Tuban – Pelaksanaan Audit Mutu Internal (AMI) di Universitas Al-Hikmah Indonesia pada tahun 2024 berjalan dengan sukses dan lancar. Kegiatan ini dilaksanakan mulai 16 hingga 24 November 2024 bertempat di ruang pertemuan Fakultas Tarbiyah dan Keguruan.
AMI tahun ini memiliki perbedaan signifikan dibandingkan tahun sebelumnya. Ketua Tim Auditor sekaligus Ketua Lembaga Penjaminan Mutu (LPM), Ahmad Suyanto, menyampaikan bahwa pada tahun 2024, semua unsur pimpinan organisasi dari unit hingga tingkat institusi turut diaudit. Pimpinan yang diaudit mencakup ketua Unit PMB, ketua Unit Perpustakaan, ketua Unit PSGA, ketua Unit Bahasa, Kabiro BAUAK, ketua LPPM, Kaprodi, Dekan, Direktur Pascasarjana, dan Para Wakil Rektor Universitas Al-Hikmah Indonesia.

Sebelum pelaksanaan AMI, Ahmad Suyanto, yang akrab disapa Yayan di lingkungan kampus, menjelaskan bahwa proses audit diawali dengan penyusunan instrumen AMI, penyusunan SOP pelaksanaan AMI, serta sosialisasi melalui pemberitahuan resmi kepada seluruh pimpinan organisasi. Setelah itu, undangan beserta jadwal audit disampaikan secara terstruktur sebelum pelaksanaan AMI dimulai.
Dalam pelaksanaan audit ini, tim auditor dipimpin oleh dua sosok berpengalaman, yakni Bapak Agus Wahyu Irawan, M.E., yang merupakan mantan ketua LPM, dan Ahmad Suyanto sebagai Ketua LPM yang baru. Proses audit ini bertujuan untuk memastikan pelaksanaan kegiatan di perguruan tinggi sesuai dengan prosedur dan standar yang telah ditetapkan.

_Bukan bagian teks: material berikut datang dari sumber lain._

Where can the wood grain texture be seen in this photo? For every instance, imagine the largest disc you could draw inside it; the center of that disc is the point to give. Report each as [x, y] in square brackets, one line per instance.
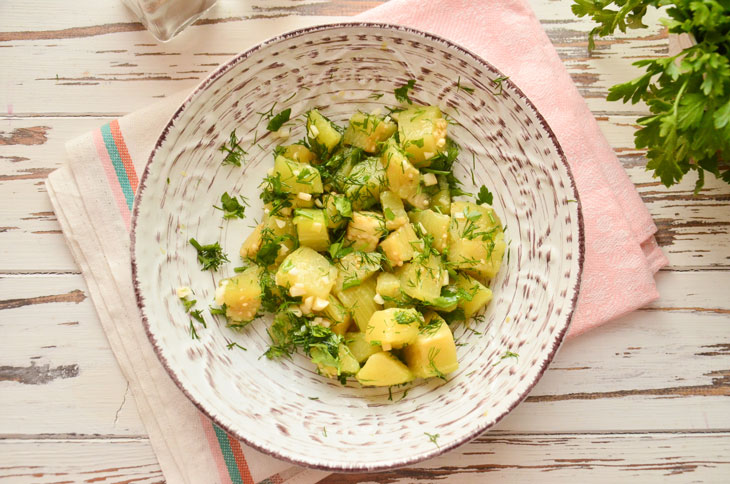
[521, 458]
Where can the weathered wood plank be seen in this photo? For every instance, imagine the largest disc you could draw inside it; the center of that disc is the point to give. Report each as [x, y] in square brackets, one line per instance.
[125, 69]
[118, 461]
[658, 369]
[693, 230]
[526, 458]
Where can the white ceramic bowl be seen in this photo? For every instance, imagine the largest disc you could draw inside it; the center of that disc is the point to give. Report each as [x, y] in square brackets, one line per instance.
[283, 407]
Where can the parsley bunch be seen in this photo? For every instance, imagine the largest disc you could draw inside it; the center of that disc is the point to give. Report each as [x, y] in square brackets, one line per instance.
[688, 94]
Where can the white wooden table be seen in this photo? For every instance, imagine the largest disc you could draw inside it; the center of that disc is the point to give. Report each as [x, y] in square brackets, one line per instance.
[646, 397]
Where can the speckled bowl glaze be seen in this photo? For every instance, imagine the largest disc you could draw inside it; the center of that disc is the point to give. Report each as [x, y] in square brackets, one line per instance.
[283, 407]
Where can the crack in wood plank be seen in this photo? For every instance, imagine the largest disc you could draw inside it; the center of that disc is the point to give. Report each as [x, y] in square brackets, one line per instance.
[35, 135]
[75, 296]
[37, 375]
[720, 387]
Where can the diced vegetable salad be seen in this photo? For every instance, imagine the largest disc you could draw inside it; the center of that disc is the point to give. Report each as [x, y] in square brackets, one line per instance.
[369, 251]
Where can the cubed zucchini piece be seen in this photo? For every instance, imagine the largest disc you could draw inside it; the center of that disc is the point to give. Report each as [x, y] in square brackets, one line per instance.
[360, 302]
[393, 328]
[393, 210]
[388, 285]
[364, 183]
[366, 131]
[342, 163]
[324, 136]
[299, 152]
[434, 224]
[339, 316]
[297, 177]
[383, 370]
[481, 295]
[332, 367]
[433, 351]
[311, 225]
[422, 131]
[403, 178]
[476, 239]
[241, 294]
[400, 245]
[338, 210]
[356, 267]
[360, 347]
[252, 243]
[423, 278]
[365, 230]
[306, 273]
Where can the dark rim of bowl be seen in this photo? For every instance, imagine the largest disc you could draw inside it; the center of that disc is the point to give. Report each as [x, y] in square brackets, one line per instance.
[208, 81]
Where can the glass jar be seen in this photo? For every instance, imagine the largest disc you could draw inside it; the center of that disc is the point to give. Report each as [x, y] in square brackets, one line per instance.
[167, 18]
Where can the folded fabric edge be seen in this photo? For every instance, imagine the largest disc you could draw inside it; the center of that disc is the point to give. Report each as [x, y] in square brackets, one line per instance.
[59, 182]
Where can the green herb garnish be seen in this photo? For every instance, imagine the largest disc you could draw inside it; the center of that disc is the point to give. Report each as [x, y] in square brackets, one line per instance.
[234, 152]
[210, 256]
[231, 207]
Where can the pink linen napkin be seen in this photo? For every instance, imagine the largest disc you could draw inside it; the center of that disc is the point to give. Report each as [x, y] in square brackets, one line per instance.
[93, 197]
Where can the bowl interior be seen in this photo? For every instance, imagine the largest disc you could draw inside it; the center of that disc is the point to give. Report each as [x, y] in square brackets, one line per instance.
[283, 407]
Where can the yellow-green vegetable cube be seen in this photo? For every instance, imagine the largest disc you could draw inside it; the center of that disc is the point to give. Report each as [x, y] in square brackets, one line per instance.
[393, 328]
[311, 227]
[476, 239]
[297, 177]
[338, 209]
[383, 370]
[299, 152]
[422, 132]
[393, 210]
[403, 178]
[348, 365]
[241, 294]
[365, 230]
[388, 285]
[360, 347]
[306, 273]
[433, 351]
[356, 267]
[400, 245]
[252, 243]
[366, 131]
[435, 224]
[423, 279]
[481, 295]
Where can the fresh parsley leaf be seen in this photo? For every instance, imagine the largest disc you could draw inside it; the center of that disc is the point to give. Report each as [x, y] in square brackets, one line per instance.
[231, 207]
[210, 256]
[459, 87]
[484, 196]
[234, 152]
[277, 121]
[233, 344]
[507, 354]
[401, 93]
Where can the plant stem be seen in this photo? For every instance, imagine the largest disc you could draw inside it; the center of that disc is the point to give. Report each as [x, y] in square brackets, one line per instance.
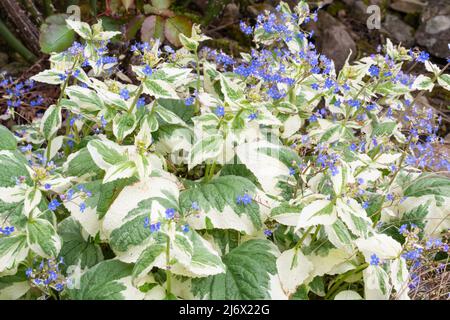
[15, 43]
[168, 273]
[197, 101]
[342, 278]
[48, 8]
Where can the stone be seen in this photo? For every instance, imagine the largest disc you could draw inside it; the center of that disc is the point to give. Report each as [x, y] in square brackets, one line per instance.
[434, 29]
[408, 6]
[334, 40]
[398, 31]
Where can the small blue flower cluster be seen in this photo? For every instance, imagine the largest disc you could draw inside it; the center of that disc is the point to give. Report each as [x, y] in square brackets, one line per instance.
[421, 254]
[47, 275]
[6, 231]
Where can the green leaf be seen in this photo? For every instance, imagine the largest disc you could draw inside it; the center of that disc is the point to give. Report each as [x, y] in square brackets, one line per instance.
[80, 163]
[55, 35]
[106, 153]
[428, 184]
[175, 26]
[14, 286]
[179, 108]
[77, 249]
[217, 201]
[123, 224]
[85, 99]
[161, 4]
[232, 91]
[444, 81]
[51, 121]
[108, 280]
[43, 239]
[152, 28]
[13, 250]
[12, 165]
[7, 139]
[251, 274]
[82, 28]
[384, 129]
[123, 125]
[207, 148]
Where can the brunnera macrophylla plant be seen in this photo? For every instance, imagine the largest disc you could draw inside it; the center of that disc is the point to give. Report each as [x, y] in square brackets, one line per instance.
[202, 176]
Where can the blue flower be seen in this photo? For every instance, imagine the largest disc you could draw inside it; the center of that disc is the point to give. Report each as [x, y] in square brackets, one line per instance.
[140, 103]
[189, 101]
[7, 230]
[253, 116]
[155, 227]
[245, 29]
[403, 229]
[147, 70]
[374, 71]
[374, 260]
[354, 103]
[59, 287]
[125, 94]
[312, 118]
[220, 111]
[53, 205]
[423, 57]
[170, 213]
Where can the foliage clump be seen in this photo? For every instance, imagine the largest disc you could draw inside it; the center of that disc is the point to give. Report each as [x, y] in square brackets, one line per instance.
[201, 175]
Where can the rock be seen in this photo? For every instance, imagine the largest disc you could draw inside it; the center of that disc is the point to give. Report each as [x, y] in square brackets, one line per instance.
[3, 59]
[408, 6]
[434, 30]
[359, 11]
[398, 30]
[334, 40]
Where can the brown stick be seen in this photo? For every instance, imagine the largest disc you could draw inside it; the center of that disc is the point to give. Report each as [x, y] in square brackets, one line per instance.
[27, 31]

Mulai dari tanggal 16 hingga 24 November 2024, pelaksanaan kegiatan AMI berjalan dengan baik. Semua temuan dalam audit dicatat dan didokumentasikan dengan rapi untuk kemudian dibahas lebih mendalam dalam Rapat Tinjauan Manajemen (RTM). Ketua LPM, Ahmad Suyanto, menyampaikan harapannya bahwa AMI ini akan menjadi langkah konkret dalam mendorong Universitas Al-Hikmah Indonesia menuju universitas yang bermutu.
Senada dengan itu, Rektor Universitas Al-Hikmah Indonesia, Dr. Laily Hidayati, dalam sambutannya pada pembukaan kegiatan AMI, menegaskan pentingnya audit ini sebagai upaya untuk meningkatkan mutu pendidikan. “AMI ini harus dilakukan minimal satu tahun sekali. Kalau memungkinkan, di tahun 2025 mendatang, AMI bisa dilaksanakan dua kali dalam setahun. Ini penting guna memastikan implementasi Sistem Penjaminan Mutu Internal (SPMI), mengevaluasi SPMI, dan meningkatkan mutu pendidikan kita menjadi lebih baik lagi,” ujar Rektor Dr. Laily Hidayati.
Dengan terselenggaranya Audit Mutu Internal ini, Universitas Al-Hikmah Indonesia menunjukkan komitmennya dalam memastikan kualitas dan standar pendidikan yang lebih baik. Semua pihak berharap kegiatan ini dapat menjadi langkah signifikan untuk mencapai visi sebagai universitas yang unggul dan bermutu.